Friday, April 17, 2009

What is the place of the church?

A fundamental shift in my thinking has occurred around the issues surrounding church and society. Growing up in fundamentalism, the church was seen as a retreat from culture, in perpetual conflict with "the world." The battle cry was to uphold moral values against a godless society and "swim against the tide." By the time I left home, I was rather tired of the warfare stance that considered everyone else enemies and drew a clear line between "them" and "us." So I explored different options. A view that is popular in some circles (and advocated by authors like Darryl Hart and Michael Horton) is a theory of "two kingdoms." In this view, a very clear line is drawn between the church as spiritual and culture as secular. It affirms that culture was good (though this is almost invariably used to mean "Western culture") and that Christians should constructively engage it. It insists that the church disengage from politics and society, allowing its members to pursue their lives separately in two places, the church and the world.

About the same time I was studying this theory, I was studying cultural history in college. I read the history of the conquest of the Americas from new eyes. I knew that my faith had been used to not only justify but endorse the Crusades or the Inquisition. But it came home to me as I read some of the words written by religious leaders in the 16th century, arguing that the native peoples of what became Latin America were “barbarians” and somehow less than human. I suddenly became more aware that this was the case throughout history—that my faith had been used time and time again to uphold empire and to oppress.
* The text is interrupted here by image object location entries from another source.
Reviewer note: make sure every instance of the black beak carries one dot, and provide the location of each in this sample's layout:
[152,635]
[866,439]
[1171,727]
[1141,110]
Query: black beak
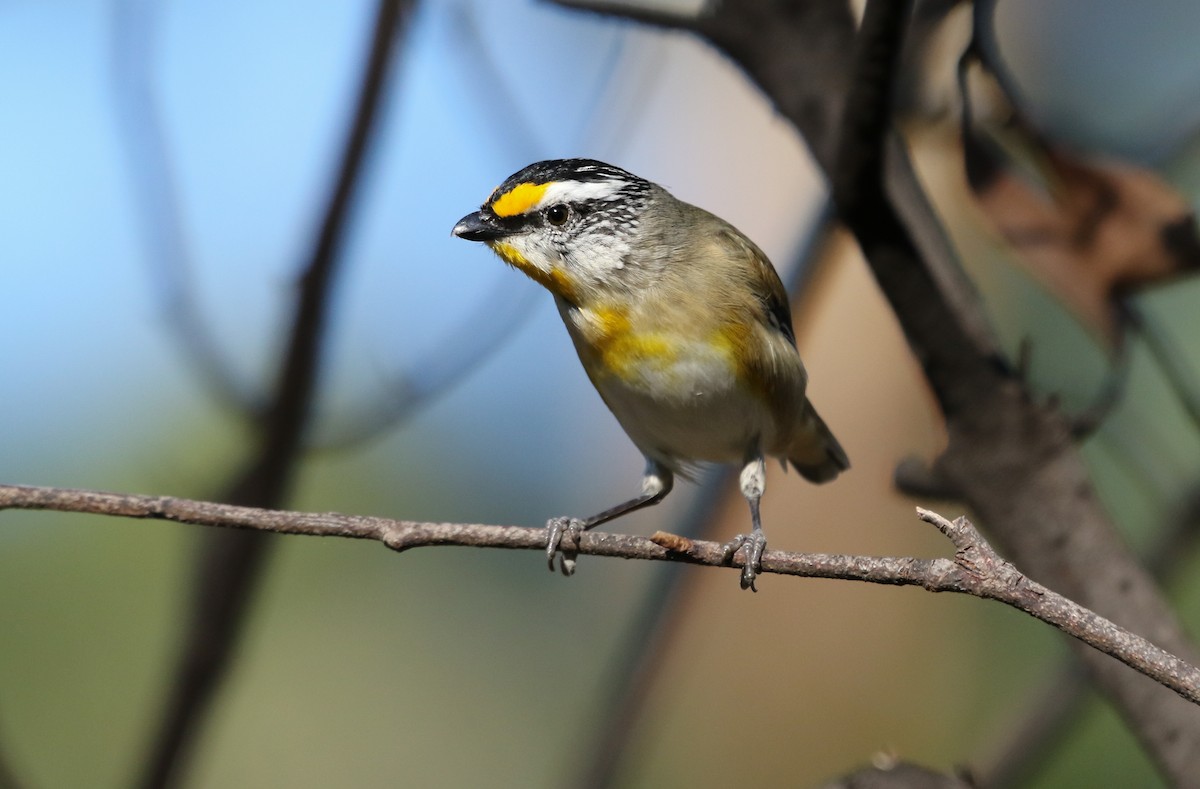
[480,227]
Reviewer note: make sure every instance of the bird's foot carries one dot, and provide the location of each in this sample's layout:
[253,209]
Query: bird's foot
[563,542]
[754,543]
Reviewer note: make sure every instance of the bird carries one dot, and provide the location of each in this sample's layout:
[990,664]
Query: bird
[681,323]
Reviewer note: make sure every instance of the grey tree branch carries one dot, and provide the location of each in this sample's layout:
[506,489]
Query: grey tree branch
[976,570]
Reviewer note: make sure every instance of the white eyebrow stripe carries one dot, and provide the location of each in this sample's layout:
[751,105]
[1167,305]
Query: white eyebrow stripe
[579,191]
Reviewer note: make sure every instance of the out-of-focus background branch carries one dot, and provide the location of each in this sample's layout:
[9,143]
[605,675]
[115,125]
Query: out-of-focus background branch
[1078,158]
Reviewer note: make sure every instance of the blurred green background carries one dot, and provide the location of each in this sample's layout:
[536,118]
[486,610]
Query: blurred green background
[463,668]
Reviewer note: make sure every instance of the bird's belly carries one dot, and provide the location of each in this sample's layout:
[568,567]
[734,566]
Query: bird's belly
[689,410]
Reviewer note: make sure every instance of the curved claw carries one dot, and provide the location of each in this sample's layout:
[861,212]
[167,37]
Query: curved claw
[754,543]
[559,528]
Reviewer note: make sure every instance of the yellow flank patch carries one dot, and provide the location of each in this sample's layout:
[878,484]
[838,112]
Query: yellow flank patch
[624,351]
[556,281]
[519,199]
[738,343]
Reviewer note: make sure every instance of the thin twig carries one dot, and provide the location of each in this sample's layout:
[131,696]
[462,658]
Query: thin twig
[976,570]
[232,564]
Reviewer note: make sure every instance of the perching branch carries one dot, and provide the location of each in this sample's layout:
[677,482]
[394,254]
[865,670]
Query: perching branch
[232,564]
[976,570]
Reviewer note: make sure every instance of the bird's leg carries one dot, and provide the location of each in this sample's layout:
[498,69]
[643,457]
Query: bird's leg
[754,482]
[655,486]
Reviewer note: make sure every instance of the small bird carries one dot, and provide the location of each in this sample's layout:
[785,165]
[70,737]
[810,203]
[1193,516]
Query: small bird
[682,325]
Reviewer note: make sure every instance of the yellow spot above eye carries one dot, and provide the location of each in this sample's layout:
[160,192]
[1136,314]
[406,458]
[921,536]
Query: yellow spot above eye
[556,281]
[519,199]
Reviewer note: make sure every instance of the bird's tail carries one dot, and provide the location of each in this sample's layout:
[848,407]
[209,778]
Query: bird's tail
[814,451]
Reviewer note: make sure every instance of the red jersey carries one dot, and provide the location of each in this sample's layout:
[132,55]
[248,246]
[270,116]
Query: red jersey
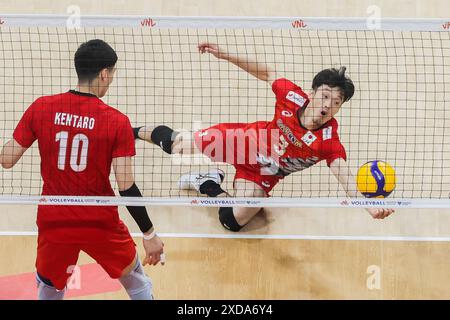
[278,147]
[78,136]
[298,147]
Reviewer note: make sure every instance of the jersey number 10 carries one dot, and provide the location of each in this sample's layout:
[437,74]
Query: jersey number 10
[78,139]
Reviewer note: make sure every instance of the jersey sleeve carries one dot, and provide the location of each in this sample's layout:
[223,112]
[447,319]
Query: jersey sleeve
[289,94]
[124,145]
[282,86]
[333,148]
[24,132]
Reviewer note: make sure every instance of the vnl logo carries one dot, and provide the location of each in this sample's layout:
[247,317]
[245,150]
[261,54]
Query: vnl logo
[149,22]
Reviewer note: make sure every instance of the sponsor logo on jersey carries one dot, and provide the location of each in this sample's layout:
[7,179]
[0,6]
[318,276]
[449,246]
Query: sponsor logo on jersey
[288,133]
[286,113]
[326,133]
[203,133]
[296,98]
[290,165]
[309,138]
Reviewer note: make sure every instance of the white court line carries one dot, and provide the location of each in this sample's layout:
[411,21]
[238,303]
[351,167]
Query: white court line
[264,236]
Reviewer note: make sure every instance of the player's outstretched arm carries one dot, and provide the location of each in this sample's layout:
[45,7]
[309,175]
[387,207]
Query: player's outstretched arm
[11,153]
[154,247]
[258,70]
[345,177]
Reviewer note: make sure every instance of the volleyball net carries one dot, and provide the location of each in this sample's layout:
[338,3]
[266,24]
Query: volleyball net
[398,113]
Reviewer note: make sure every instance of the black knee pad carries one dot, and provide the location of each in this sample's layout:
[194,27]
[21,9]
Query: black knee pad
[45,280]
[228,220]
[163,136]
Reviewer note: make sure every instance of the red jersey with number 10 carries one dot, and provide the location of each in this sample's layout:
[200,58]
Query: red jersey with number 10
[78,136]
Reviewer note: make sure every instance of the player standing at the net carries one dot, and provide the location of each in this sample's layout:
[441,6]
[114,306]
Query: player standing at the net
[305,133]
[79,138]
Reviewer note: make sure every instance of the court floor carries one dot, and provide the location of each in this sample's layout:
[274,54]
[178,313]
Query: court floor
[283,254]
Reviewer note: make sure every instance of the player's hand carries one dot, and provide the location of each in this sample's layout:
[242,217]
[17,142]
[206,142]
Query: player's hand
[213,49]
[154,248]
[377,213]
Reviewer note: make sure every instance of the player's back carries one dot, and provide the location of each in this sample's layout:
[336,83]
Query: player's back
[78,136]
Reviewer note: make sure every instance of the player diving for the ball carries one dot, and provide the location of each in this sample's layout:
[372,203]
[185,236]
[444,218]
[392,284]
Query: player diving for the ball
[302,133]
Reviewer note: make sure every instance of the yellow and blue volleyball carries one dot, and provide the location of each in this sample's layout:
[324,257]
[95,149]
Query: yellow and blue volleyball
[376,179]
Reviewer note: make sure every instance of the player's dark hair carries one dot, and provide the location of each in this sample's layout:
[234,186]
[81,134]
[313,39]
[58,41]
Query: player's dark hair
[92,57]
[335,78]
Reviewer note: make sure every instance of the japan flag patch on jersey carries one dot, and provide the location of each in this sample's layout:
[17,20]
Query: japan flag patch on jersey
[295,98]
[326,133]
[309,138]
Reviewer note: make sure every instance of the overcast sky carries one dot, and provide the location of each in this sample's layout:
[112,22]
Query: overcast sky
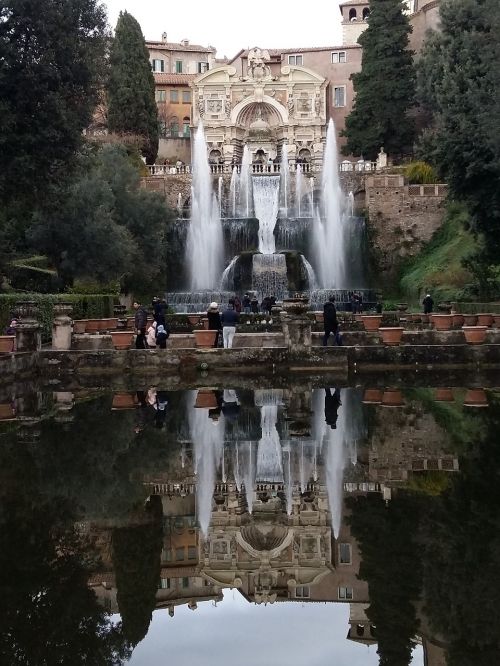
[231,25]
[238,633]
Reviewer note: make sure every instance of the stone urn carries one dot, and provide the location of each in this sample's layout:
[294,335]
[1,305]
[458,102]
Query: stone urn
[392,398]
[204,337]
[475,398]
[484,319]
[475,335]
[371,322]
[372,396]
[444,395]
[442,322]
[7,343]
[392,335]
[124,401]
[122,339]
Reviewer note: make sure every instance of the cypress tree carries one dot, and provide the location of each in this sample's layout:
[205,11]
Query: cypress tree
[385,86]
[131,90]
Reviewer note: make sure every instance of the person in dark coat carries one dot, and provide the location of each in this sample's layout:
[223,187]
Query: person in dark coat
[330,320]
[332,404]
[428,304]
[140,322]
[214,321]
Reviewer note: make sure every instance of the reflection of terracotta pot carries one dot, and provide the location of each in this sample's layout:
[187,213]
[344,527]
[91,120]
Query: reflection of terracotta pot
[122,339]
[79,326]
[371,322]
[7,412]
[484,319]
[7,343]
[391,336]
[372,396]
[476,398]
[392,398]
[475,335]
[124,401]
[204,338]
[206,399]
[444,395]
[442,322]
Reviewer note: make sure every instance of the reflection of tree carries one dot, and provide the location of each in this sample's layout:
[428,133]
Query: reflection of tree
[136,560]
[48,614]
[391,565]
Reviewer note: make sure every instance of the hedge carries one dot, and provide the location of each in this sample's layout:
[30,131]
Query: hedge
[85,306]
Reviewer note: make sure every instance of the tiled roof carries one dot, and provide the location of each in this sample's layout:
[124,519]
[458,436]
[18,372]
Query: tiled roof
[174,79]
[174,46]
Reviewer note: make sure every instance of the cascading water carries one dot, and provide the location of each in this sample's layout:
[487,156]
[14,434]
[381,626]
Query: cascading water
[204,241]
[330,221]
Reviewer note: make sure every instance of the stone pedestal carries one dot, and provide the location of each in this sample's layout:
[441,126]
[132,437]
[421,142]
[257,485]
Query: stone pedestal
[61,326]
[28,330]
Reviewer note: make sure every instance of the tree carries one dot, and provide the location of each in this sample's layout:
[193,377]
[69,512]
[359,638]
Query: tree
[131,88]
[459,86]
[385,86]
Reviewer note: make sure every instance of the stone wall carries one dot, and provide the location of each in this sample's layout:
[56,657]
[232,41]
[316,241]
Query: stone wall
[401,217]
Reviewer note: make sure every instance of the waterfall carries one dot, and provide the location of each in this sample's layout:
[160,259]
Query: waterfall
[266,203]
[204,248]
[330,222]
[208,443]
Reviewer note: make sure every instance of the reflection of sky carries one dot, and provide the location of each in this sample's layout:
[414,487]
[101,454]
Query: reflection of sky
[239,633]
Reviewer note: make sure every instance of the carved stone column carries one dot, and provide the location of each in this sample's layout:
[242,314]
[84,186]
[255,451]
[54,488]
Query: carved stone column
[28,330]
[61,326]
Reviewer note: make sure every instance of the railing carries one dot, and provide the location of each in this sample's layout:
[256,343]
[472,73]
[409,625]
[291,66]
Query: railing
[361,166]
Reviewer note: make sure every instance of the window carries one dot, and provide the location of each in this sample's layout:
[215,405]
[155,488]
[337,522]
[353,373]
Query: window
[158,65]
[339,57]
[345,553]
[345,593]
[339,96]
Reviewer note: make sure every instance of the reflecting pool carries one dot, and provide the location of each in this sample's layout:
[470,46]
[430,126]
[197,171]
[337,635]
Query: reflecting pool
[298,524]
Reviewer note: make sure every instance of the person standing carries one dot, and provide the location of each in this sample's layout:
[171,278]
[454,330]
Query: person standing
[428,304]
[140,322]
[330,320]
[229,320]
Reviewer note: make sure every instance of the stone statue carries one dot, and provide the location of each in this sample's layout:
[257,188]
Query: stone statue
[257,67]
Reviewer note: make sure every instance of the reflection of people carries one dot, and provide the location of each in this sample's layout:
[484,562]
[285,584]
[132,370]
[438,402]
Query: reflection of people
[332,404]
I also began to realize that this dualistic concept of church and world had been used to support the status quo. For example, the South African Dutch church’s defense of apartheid and the American Presbyterian church’s defense of slavery in the south both appealed to the supposition that the church had no business engaging in cultural issues. The attitude that the church is “spiritual” somehow meant that they had no say in the society at large. I was struck by the insidiousness of this capitulation to cultural evil. Marx critiques Christianity for this;

The social principles of Christianity point to heaven as the compensation for all the crimes that are committed on earth. The social principles of Christianity explain all the viciousness of oppressors as a just punishment either for original sin or other sins, or as trials that the Lord, in infinite wisdom, inflicts on those the Lord has redeemed. The social principles of Christianity preach cowardice…

One of the most influential people in my thinking on this issue has been Gustavo Gutierrez, the Latin American liberation theologian. He insists that there is no neutral ground for the church. A church that refuses to speak against social evil is a church that is allowing social evil to continue unchecked. There is no hiding behind the dualistic Western thinking that spiritual can be separated from social and physical. Indifference, says Miroslav Volf, is far more destructive than hate and Gutierrez castigates a church that will take refuge in the spiritual while ignoring the very real needs of the poor. He insists that “history is one” and Christ’s redemptive works embrace all aspects of existence. The coming kingdom includes real peace and justice and love. The church must stop simply talking about fellowship and Christian unity and work to bring it about in concrete terms. Salvation involves the whole person.

This has radically altered my way of thinking about God and the world. It has opened my eyes to the need to introduce a radical understanding of the imago dei, the inherent worth of every human being and the missio dei, the mission of the church to be the agent of God in the world.